After Fagundez' goal, the Revolution re-grouped. Tierney sat down on the turf and clutched his right ankle, prompting Geiger to bring medical support onto the field. Tierney left the game for Kevin Alston, but the break in play allowed the Revolution to mentally prepare themselves for the final minutes of the game.
Heaps tried to further bolster his team's lead by making bringing on Stephen McCarthy for Scott Caldwell in the 80th minute. Adding McCarthy gave the Revolution a full foot in height to defend against the Crew's more direct play. And though McCarthy has played in defense for the last two seasons, he entered the league as a midfielder out of North Carolina. McCarthy did fine bossing the center of the pitch alongside Dorman to close out the lead.

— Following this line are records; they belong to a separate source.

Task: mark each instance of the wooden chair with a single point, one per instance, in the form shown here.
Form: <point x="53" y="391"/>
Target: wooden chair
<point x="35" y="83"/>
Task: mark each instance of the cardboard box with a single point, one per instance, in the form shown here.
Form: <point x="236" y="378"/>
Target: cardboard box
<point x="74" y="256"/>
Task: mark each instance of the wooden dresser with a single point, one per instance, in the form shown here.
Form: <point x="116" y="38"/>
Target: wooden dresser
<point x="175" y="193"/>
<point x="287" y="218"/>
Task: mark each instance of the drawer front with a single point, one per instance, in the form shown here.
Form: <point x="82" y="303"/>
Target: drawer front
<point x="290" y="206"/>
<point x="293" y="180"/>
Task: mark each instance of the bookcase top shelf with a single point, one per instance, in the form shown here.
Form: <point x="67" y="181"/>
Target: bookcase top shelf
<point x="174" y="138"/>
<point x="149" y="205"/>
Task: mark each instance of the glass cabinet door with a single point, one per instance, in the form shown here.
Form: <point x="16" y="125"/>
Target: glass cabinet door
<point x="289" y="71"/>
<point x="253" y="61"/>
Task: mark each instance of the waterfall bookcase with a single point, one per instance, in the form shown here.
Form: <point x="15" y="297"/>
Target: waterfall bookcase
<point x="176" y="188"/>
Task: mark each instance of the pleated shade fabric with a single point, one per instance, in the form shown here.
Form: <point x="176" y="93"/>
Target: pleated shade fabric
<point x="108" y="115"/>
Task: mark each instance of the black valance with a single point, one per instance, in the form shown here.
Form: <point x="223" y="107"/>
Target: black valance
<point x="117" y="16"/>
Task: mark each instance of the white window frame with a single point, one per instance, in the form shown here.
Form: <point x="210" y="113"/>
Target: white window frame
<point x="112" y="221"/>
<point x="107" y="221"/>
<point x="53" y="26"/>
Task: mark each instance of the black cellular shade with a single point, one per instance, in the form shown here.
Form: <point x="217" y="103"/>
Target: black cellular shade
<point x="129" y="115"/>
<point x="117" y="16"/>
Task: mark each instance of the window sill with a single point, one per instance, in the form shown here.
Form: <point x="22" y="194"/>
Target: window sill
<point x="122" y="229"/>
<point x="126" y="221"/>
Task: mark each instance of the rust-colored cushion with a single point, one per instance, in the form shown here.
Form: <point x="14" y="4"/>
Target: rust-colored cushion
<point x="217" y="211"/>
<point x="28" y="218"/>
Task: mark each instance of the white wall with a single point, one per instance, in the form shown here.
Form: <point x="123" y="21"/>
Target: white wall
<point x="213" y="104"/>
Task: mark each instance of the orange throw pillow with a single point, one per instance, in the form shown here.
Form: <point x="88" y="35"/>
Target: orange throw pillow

Matt Reis, who has yet to lose a game this season, finished the game with five saves. And the Revolution, who are now on a five-game unbeaten run, are clicking at the right time.
If they win at Columbus next weekend in the regular season finale, they'll have a decent chance of clinching their first playoff berth since 2009. Entering the post-season on a positive run could be key.
"We want to make the playoffs," added Fagundez. "Every player knows the number one thing is making the playoffs. We need points right now and we have one more game where we play them again so we're going to go in there and fight them again."